I have long maintained that the real rational behind Don't Ask Don't Tell is religion and religion belief and the efforts of military leaders and Christianists to inflict their beliefs on all of society and in the military in particular. The goal has always been to punish gays for not conforming to the Christianists' sexual mores and to devise means to utilize the nations laws as a way to send a societal message that gays are inferior - dangerous even.
Incidents at the Air Force Academy and many other military bases, including local Fort Eustis here in Virginia confirm that there are far too many far right Christians in the senior ranks of the military. What better way to do so than to depict gays as unfit to serve in the military and at threat to military readiness.
God forbid gays be shown to be brave, loyal, reliable and outstanding soldiers, sailors and airmen. Were this to happen, this would totally under cut the Christianist effort to depict gays as effete, often feminine acting, unmanly, sexual perverts/predators. The goal of DADT has always been to maintain an anti-gay image that would help keep gays discriminated against in the larger society.
A Washington Post article looks at five myths surrounding DADT and the first mentioned is the above described false premise of protecting military readiness. The others are about the falsehoods that anti-gay proponents of DADT continue to disseminate as excuse to delay or kill repeal. My Senator, Jim Webb, needs to read this article and get his head out of his ass and support repeal NOW. Here are some highlights:
On the long path to regulations that treat all troops equally, a number of myths have cropped up surrounding the law.

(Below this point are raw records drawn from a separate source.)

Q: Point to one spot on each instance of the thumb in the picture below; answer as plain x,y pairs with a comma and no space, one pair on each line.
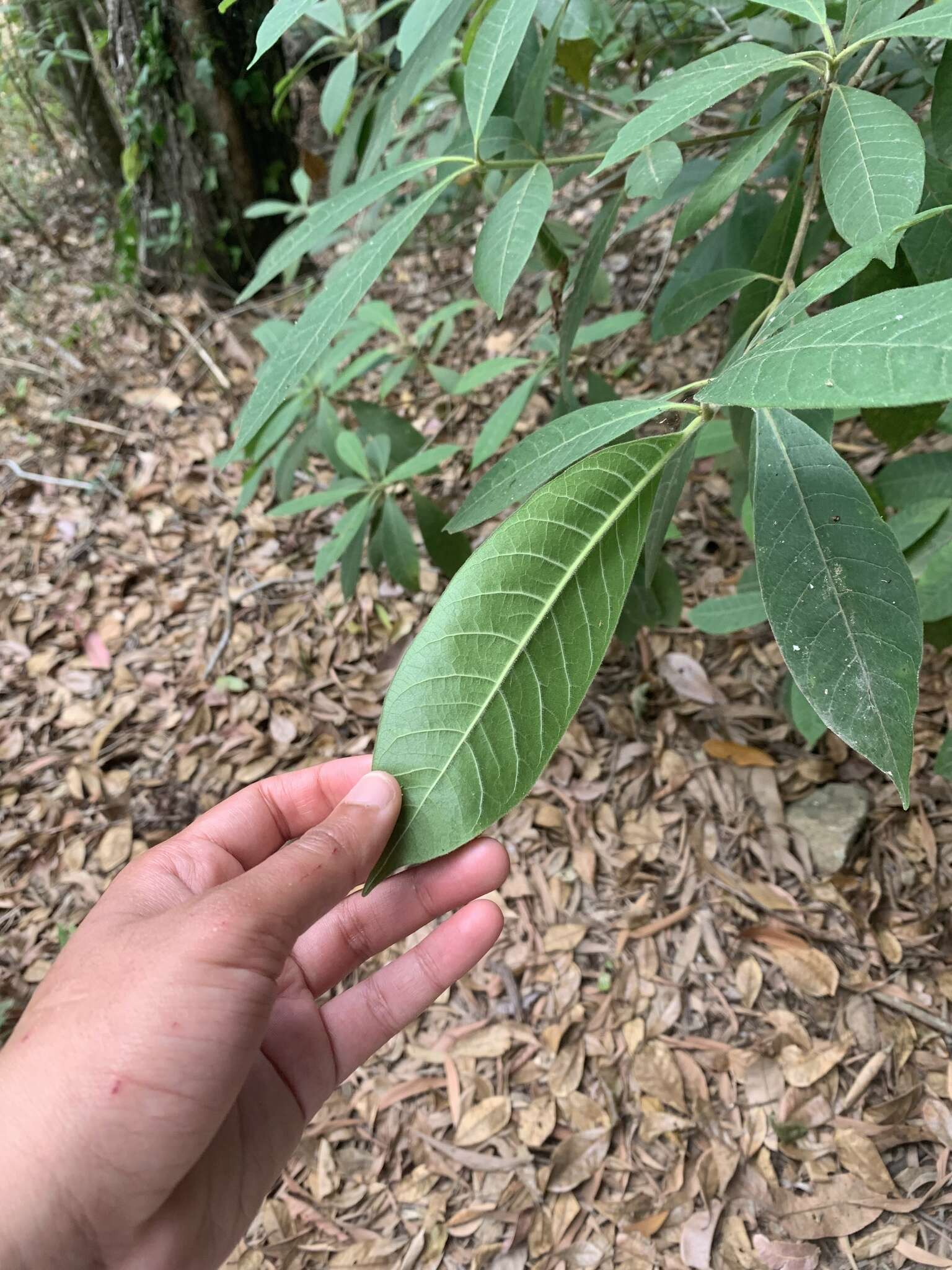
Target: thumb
282,897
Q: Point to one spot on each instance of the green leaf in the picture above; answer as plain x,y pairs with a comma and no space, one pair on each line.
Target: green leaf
654,171
494,50
933,22
910,481
503,419
421,463
942,107
935,586
584,282
345,286
509,235
351,451
894,349
873,162
286,13
351,523
374,420
335,493
448,551
724,615
743,161
335,97
485,693
547,451
914,521
669,491
531,109
902,425
400,551
699,298
838,593
413,76
324,218
603,328
691,91
801,714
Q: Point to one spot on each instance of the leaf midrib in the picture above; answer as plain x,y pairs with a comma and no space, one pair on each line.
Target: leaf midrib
834,590
523,644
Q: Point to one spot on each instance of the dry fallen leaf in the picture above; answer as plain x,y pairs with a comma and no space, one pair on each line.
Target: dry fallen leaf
785,1254
484,1121
803,1070
741,756
858,1155
154,399
576,1158
689,678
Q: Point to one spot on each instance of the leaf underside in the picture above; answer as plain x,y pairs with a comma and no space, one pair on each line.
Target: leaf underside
485,693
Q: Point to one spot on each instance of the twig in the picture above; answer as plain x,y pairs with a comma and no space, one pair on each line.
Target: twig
40,479
229,619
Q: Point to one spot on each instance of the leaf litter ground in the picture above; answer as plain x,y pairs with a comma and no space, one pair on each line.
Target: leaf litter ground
687,1048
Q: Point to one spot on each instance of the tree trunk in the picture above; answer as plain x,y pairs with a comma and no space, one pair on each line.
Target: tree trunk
201,140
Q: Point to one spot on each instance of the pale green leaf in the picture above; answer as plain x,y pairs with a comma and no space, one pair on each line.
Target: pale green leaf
400,551
503,419
894,349
423,463
491,58
485,693
547,451
509,235
586,281
915,520
910,481
335,493
352,523
701,296
723,615
691,91
730,174
873,163
654,171
838,593
352,453
286,13
327,216
337,92
345,286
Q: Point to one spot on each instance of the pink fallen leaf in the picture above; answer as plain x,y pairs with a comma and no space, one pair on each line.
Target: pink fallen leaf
689,678
97,653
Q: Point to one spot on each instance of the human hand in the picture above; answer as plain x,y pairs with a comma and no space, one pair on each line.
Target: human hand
167,1066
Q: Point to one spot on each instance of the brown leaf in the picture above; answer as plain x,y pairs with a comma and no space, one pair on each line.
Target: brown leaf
576,1158
689,678
655,1072
786,1255
937,1119
803,1070
697,1237
536,1122
832,1210
808,970
484,1121
741,756
858,1155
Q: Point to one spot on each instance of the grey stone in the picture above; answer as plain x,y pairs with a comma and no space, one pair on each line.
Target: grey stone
829,821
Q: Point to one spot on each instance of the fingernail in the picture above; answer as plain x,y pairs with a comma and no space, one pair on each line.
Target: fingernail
375,789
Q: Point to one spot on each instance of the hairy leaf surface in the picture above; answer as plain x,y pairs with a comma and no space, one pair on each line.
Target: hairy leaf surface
485,693
838,593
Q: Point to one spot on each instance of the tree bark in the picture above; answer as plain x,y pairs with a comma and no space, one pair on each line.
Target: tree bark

1. DADT was created to promote unit cohesion and military readiness. DADT has never had anything to do with those goals... acknowledged to historian Nathaniel Frank that the policy was "based on nothing."

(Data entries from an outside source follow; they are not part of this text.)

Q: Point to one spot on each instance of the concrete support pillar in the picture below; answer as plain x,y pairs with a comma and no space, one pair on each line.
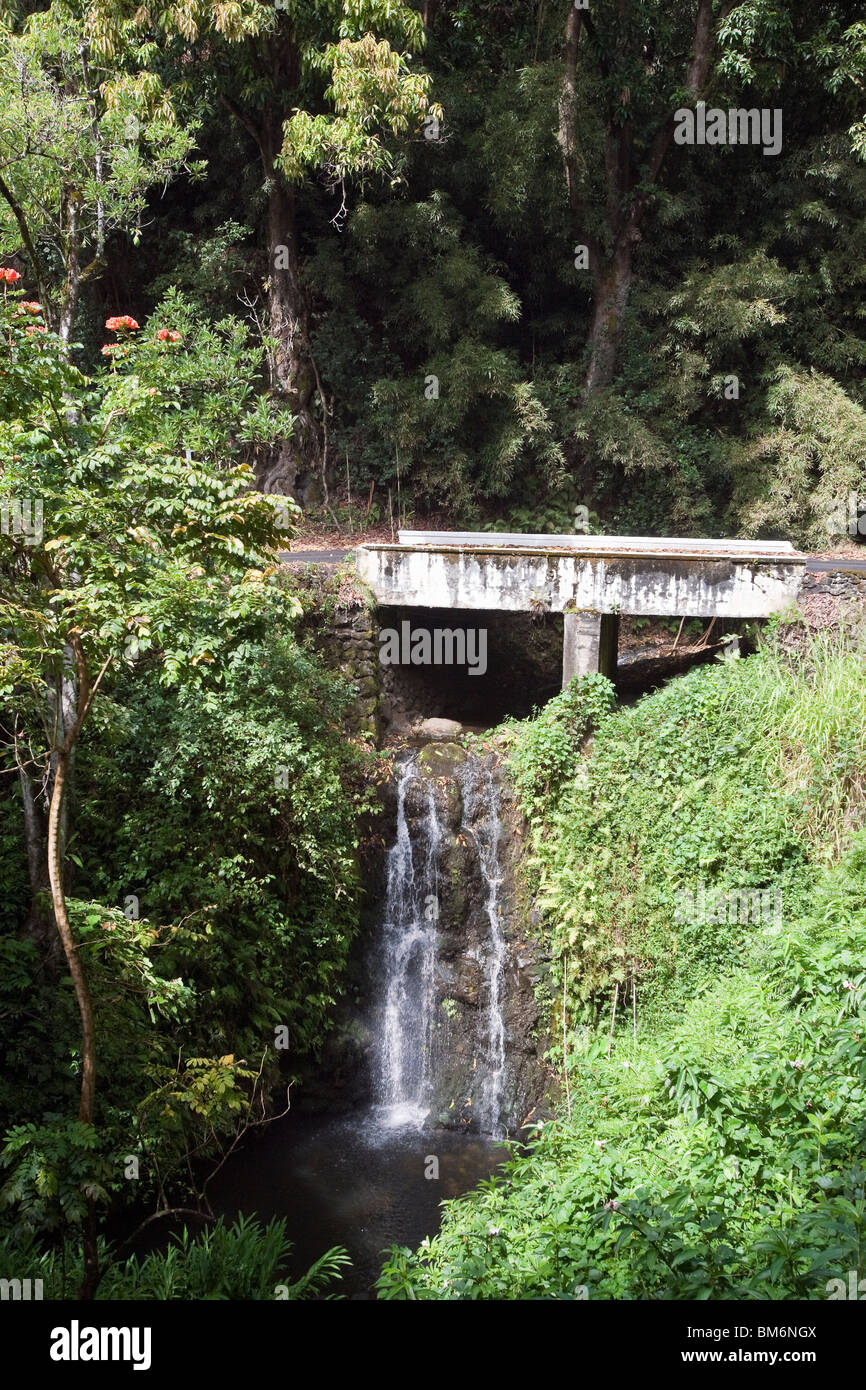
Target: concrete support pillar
590,644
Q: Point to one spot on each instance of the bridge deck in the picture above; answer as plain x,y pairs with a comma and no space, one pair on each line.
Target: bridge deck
594,574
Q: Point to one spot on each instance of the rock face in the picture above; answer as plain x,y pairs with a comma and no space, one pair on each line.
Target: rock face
439,729
448,1023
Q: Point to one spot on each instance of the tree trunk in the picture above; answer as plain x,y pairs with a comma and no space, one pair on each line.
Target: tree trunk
612,285
85,1004
39,925
293,466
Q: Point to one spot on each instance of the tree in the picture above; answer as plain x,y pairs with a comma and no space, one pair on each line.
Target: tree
635,67
81,145
127,545
317,93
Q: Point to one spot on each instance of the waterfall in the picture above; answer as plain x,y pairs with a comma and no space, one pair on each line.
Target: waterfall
421,1059
409,962
483,809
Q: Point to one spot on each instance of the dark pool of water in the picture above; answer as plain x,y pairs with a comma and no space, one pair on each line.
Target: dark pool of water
352,1182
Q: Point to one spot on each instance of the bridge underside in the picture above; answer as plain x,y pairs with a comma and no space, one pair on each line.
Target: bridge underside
591,580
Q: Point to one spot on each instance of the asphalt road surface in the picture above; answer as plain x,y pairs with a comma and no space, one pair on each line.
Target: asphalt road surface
813,566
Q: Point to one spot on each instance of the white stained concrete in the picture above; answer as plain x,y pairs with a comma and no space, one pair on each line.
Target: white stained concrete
602,574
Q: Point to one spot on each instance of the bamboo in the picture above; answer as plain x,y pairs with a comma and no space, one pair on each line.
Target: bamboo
616,995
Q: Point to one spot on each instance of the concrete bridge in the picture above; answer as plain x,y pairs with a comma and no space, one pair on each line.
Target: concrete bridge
590,578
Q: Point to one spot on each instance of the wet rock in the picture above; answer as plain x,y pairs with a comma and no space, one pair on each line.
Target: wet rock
439,729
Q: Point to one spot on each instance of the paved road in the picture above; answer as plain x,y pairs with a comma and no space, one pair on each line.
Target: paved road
337,556
836,566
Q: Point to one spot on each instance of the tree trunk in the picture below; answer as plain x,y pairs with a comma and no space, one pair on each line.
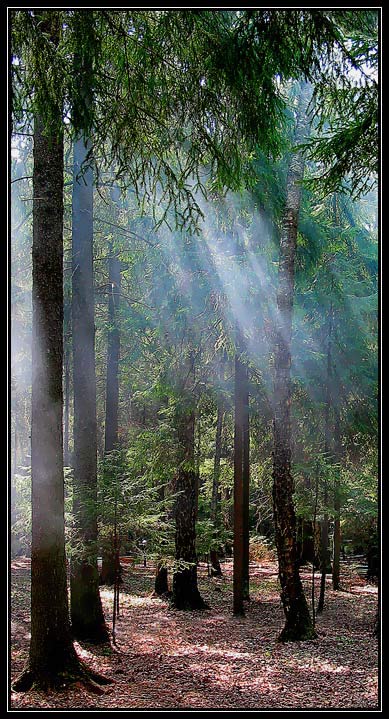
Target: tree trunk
298,624
66,454
161,580
185,591
51,653
238,485
246,487
337,536
112,389
108,569
86,609
324,558
215,564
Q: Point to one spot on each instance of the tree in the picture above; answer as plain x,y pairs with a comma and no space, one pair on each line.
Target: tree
298,622
185,590
108,570
86,609
52,658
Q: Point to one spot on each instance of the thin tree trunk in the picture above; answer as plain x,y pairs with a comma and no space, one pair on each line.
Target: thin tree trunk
215,563
86,608
324,558
238,485
298,624
108,569
113,354
185,590
66,453
51,653
161,585
246,488
337,536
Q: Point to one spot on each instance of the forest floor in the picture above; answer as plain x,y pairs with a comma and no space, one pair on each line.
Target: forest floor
167,659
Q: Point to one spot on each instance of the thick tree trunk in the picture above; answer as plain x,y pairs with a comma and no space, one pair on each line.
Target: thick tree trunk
238,594
298,624
86,609
108,569
185,590
51,654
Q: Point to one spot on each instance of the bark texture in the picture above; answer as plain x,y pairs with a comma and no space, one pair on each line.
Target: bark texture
337,533
325,565
108,569
185,590
298,624
215,563
238,487
86,609
51,654
246,487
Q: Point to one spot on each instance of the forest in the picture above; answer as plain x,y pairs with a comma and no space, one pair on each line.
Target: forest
194,397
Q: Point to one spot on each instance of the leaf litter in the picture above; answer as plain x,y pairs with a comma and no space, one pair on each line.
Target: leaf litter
167,659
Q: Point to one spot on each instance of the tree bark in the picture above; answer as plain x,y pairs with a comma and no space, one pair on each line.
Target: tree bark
67,352
161,579
246,487
324,554
108,569
51,653
86,609
185,590
215,564
238,486
337,535
298,624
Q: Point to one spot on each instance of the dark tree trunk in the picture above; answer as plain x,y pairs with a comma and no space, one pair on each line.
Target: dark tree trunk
51,654
185,590
86,609
108,569
161,580
66,454
246,487
324,555
215,564
112,389
337,535
238,486
298,624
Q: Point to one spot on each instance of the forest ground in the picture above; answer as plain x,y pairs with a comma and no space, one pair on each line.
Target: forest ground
167,659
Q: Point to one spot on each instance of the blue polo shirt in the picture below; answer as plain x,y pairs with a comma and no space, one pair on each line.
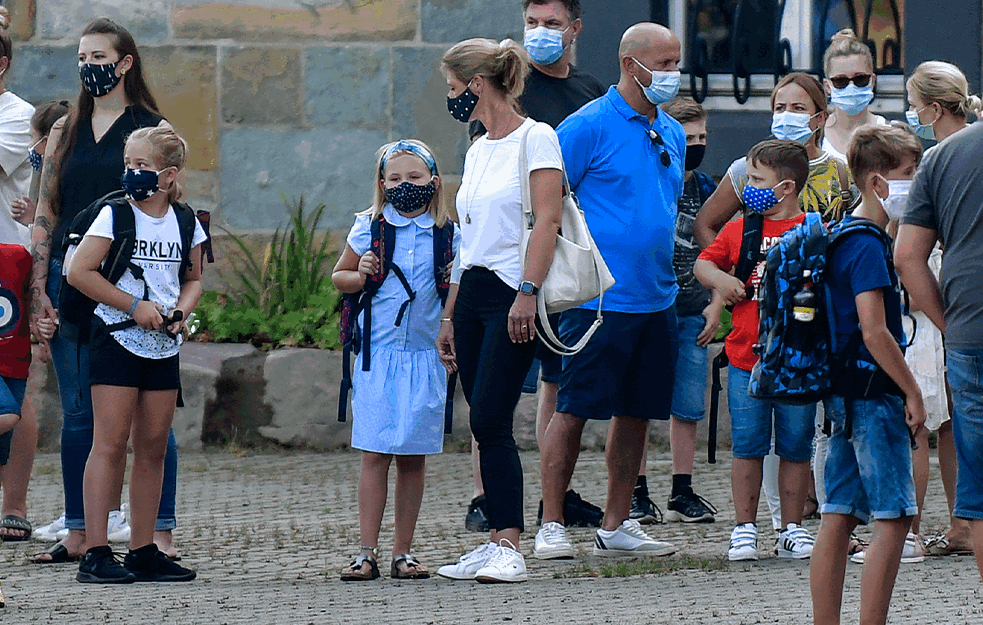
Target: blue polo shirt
628,196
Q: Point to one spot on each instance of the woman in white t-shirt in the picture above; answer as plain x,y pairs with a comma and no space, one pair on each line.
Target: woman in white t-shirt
850,79
134,370
488,325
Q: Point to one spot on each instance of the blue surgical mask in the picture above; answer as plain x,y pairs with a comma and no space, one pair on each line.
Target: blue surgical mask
760,200
99,80
409,198
792,126
544,45
664,86
925,131
852,99
140,184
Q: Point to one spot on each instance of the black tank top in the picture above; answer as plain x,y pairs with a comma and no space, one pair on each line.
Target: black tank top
94,169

According to historian Anne Loveland, the architects of DADT knew they could not argue that the law should be based on their personal morality, so they used the unit cohesion argument instead. In her work on evangelical chaplains in the military, Loveland discovered a behind-the-scenes debate as the policy took shape in 1992-93. Though the chaplains and evangelical groups wanted to present a case that gays and lesbians are abominations, polls showed that most of the public didn't share their moral concerns; they knew would have a better chance if they talked about military necessity.
As recently as 2007, then-Joint Chiefs Chairman Peter Pace was asked why the military still had a ban on gays, and he said he believed that DADT was necessary because homosexual conduct is immoral... the problem really wasn't that Pace spoke out of turn. It was that he told the truth about a rationale that was supposed to remain unspoken.
2. Repealing DADT will be complicated. Opponents of repeal are trying to depict the transition to an inclusive policy as a fragile and complicated process... But the shift to an inclusive policy is not rocket science. Research by the Rand Corporation shows that the Pentagon needs just three things to ensure a smooth transition: The military must have a standard of nondiscrimination that mandates equal treatment for everyone. There must be a single code of conduct that applies equally to gays and straights and does not mention sexual orientation. And military leaders at all levels must show their support for the policy.
All of these steps are simple, which is why the militaries of Britain, Israel, Canada and other U.S. allies have had such an easy time getting rid of their bans.
3. The integration of women and African Americans into the military offers useful comparisons. The debates over gays, women and blacks in the military seem quite similar in many regards. Just as some people claimed that white enlisted personnel would not follow black officers, for example, others say that straight troops will not follow gay commanders.
Operationally, the end of "don't ask, don't tell" will be a cakewalk compared with racial and gender integration, which took many years and faced huge logistical obstacles. In this case, a majority of troops already say that they know or suspect that they know gay peers and are comfortable serving with them. Symbolically, the comparison is wrong as well: It conflates homophobia, racism and sexism, which are distinct phenomena.
4. The troops oppose repealing DADT. It is true that when asked their policy preferences, more troops say they favor DADT than allowing gays to serve openly. But there are several caveats: First, the margin is small, and a large number of troops say they have no opinion. Typically, polls find that about 40 percent of troops prefer DADT, 30 percent prefer open service, and 30 percent have no opinion. Second, the vast majority of troops say they are comfortable working with gays and lesbians. Third, even among those who have an opinion, very few feel strongly about it.
5. DADT is a losing issue politically. More than a dozen polls in the past five years have found that roughly two-thirds of the public supports repeal. Majorities of regular churchgoers and Republicans now support allowing gays and lesbians to serve openly. The political risk for the Obama administration and the Democrats is in not following through on their pledge to repeal the policy.
It is time that the foul policy known as DADT be thrown on the trash heap of history. It's also time for its proponents to admit that DADT is all about religious based discrimination and that it has nothing to do with military readiness. Jim Webb, stop undermining the U. S. Constitution.